My next build will be wool insulation.

At the moment, my strategy would be to mount furring strips, then screw panels to the furring strips while stuffing the gap between the panel and van body with wool.  I haven't done a lot of research on it though.

A friend of mine built his Ford Transit (the larger type Transit) with wool insulation. He said he needed slightly more than one bale which cost about $300.
That is the company product I was looking at.
I like the idea of the "wool" that would be easier to stuff into crevices, and voids than rigid polyiso. I need insulation for temperature concerns, but maybe a bigger reason is for sound control...I don't generally want to hear other people, traffic noise, or barking dogs when i'm trying to sleep.
1” is r7 value, closed cell, mold and water resistant, easy to install and form to the walls with spray adhesive, i ordered 4 sheets and can’t wait to install, might have to wait until it warms back up to apply the adhesive though

http://www.kflexusa.com/HomePages/MarketsHome.aspx?ID=36&productID=24&line=5
sheets are 3’x4’
New member here. I can't believe there is an on going debate on this subject. Mold, Moisture, R values, sound etc.
I would think that "best practices" on this subject would be figured out a long time ago.

Guess not.
The one thing reflictix will do for you is eliminate cold spots where the metal ribs come close to your wall finish on the inside. So far great performance in some pretty miserable conditions. -crofter
Attributes like mold resistance & NON TOXIC would be the main priorities i would look for....R-value is one thing...BUT i wouldn't want to be breathing the TOXIC fumes associated with some chemical adhesives, etc....
(01-12-2020, 11:36 AM)wfopete Wrote: [ -> ]New member here.  I can't believe there is an on going debate on this subject.  Mold, Moisture, R values, sound etc.
I would think that "best practices" on this subject would be figured out a long time ago.

Guess not.

Best practices depends entirely on what one is looking to achieve in insulation.

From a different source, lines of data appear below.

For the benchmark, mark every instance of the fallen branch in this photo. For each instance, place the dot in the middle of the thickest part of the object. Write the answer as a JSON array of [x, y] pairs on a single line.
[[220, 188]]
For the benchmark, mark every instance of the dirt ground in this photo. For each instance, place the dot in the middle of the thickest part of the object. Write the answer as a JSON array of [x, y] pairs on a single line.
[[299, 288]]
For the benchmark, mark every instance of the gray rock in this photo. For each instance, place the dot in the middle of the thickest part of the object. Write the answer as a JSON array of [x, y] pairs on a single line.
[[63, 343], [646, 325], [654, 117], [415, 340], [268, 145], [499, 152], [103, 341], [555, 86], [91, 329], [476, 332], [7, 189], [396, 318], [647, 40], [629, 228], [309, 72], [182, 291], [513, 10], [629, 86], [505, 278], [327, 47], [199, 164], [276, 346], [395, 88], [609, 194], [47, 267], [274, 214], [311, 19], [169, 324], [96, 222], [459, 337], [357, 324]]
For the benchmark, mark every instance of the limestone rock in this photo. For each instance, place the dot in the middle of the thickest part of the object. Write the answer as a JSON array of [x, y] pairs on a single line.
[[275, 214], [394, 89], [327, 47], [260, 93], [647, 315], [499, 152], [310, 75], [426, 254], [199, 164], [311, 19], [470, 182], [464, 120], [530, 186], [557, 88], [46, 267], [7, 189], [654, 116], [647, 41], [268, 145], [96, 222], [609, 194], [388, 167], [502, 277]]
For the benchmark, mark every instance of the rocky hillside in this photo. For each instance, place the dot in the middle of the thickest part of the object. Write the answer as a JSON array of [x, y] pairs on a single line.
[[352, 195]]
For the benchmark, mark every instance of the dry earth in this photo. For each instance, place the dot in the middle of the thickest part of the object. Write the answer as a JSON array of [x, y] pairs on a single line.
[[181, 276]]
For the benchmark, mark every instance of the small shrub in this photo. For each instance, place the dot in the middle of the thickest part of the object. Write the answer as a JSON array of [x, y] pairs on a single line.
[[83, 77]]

If you're planning on following the sun then minimal insulation is all that's needed.

If you intent to spent the winter in a cold clime snowboarding then it's an entirely different need than sun followers.

If you spend most of your year in humid environments then mold needs to be considered, If you live in the desert, mold is extremely unlikely.

If you  have sensitivities to certain products then that must be taken in to consideration.

As you can see, it's not a case of one size fits all!!
I did the following

Thinsulate SM-600L everywhere (except the floor), stuffed the ribs, glued it to the walls and ceilings. Covered pretty much everything flat and stuffed it behind all the ribs. On the top part of the walls and ceilings I used 3/4 polyisocyanurate sheets. On the floor and lower wall I used 1/2 inch XPS sheets.

I am very warm and have no condensation issues. (but I also do not use a combustion heater in the interior of my vehicle). I am also quite cool in the summer.

I probably went overkill, but it reduces energy use and keeps me comfortable, so it is working.
reflextix is pretty much useless in a van build, the only time is has an r value of any sort is with an airgap which when its attached to the metal skin of your van it doesnt have, the heat or cold is transferred right through it. It has 0 business being in a van, just like pink fiberglass house insulation.